Joan Kuyek’s book Unearthing Justice is a light in the darkness

Mining is a profitable, destructive and increasingly secretive industry.

Joan Kuyek’s book  Unearthing Justice  is a light in the darkness
ANDREW BETHUNE
Ralph Jack and Gwyneth Boutilier live on Cumminger Lake, below a proposed Cochrane Hill gold mine site, so they make their feelings about gold mining known on their front lawn.

When author and activist Joan Kuyek moved to Sudbury, Ontario, she noticed unusual surroundings. “I couldn’t believe the city when we first came in. I mean, at that point it was black rocks everywhere,” she says by phone from Ottawa. The landscape had been burnt by a hundred years of smelting in North America’s richest mining district.  Sudbury, like many parts of Nova Scotia, was built around mining. “It was an absolutely vibrant and alive place because there were so many young people who had been hired as the mines were expanding,” says Kuyek. “It was very exciting for us, too.” 

She spent 30 years as a community organizer. Over time, she saw the downsides of the industry that employed so many. “It made me have to deal with issues of the environmental destruction of mining, we were immersed in huge labour battles and the women’s movement, because women were treated so unbelievably badly in this resource town…that’s where it started.”

Kuyek dug deeper into the mining industry as founding national coordinator of non-profit industry watchdog MiningWatch Canada. For 10 years she was part of a skeleton staff developing a deep cache.

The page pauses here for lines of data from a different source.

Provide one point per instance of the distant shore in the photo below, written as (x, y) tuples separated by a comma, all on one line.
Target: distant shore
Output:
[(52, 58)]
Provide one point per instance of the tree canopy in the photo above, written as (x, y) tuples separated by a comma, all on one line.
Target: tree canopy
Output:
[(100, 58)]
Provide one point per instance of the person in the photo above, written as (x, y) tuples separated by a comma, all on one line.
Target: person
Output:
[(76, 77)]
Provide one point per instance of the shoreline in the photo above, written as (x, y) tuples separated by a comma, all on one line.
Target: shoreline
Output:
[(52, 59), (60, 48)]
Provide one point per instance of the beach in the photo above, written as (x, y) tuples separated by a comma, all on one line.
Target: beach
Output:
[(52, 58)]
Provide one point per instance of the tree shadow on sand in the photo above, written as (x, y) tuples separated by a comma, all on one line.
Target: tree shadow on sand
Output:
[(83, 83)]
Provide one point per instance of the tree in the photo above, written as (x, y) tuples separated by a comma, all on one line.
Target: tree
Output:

For the last 10 years, she has been a consultant to communities affected by mining. Now, after a lifetime of learning, Kuyek has decided to write everything she knows about Canadian mining in her new book, Unearthing Justice. “The reason for writing this book is I wanted it to be something useful to people who are dealing with mining issues,” she says. Unearthing Justice contains everything you might want to know about mining, told through the stories of people from BC to Nova Scotia. How a mine opens and closes, the displacement of Indigenous peoples to make way for mines, the flow of money, the legal system’s kid-gloves handling of the industry and ways for people to limit mining damage in their community are all covered. “It’s history. Maybe it was the accumulation of the assaults on the land and people that finally got to me… I just really felt that people needed to learn from each other,” she says.

Kuyek is coming to Nova Scotia for the book’s launch. Before launch activities, she will attend a demonstration at the gold show, paid for by citizens, where investors, industry people and government are welcome. Citizens and media are not.

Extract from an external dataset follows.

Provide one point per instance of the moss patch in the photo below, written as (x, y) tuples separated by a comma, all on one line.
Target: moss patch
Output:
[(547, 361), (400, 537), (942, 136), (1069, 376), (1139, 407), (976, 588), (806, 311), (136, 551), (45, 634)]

Kuyek says the gold show is a bad sign. “Nova Scotia promoting it as this big gold show and then closing it to everybody because they’re so scared of their taxpayers doing something about it? That is unique.”

All are welcome at St. Andrew’s United Church (6036 Coburg Road) Saturday October 19 at 1pm for a talk from Kuyek followed by a panel discussion on alternatives to mining. Her tour continues in Tatamagouche Sunday.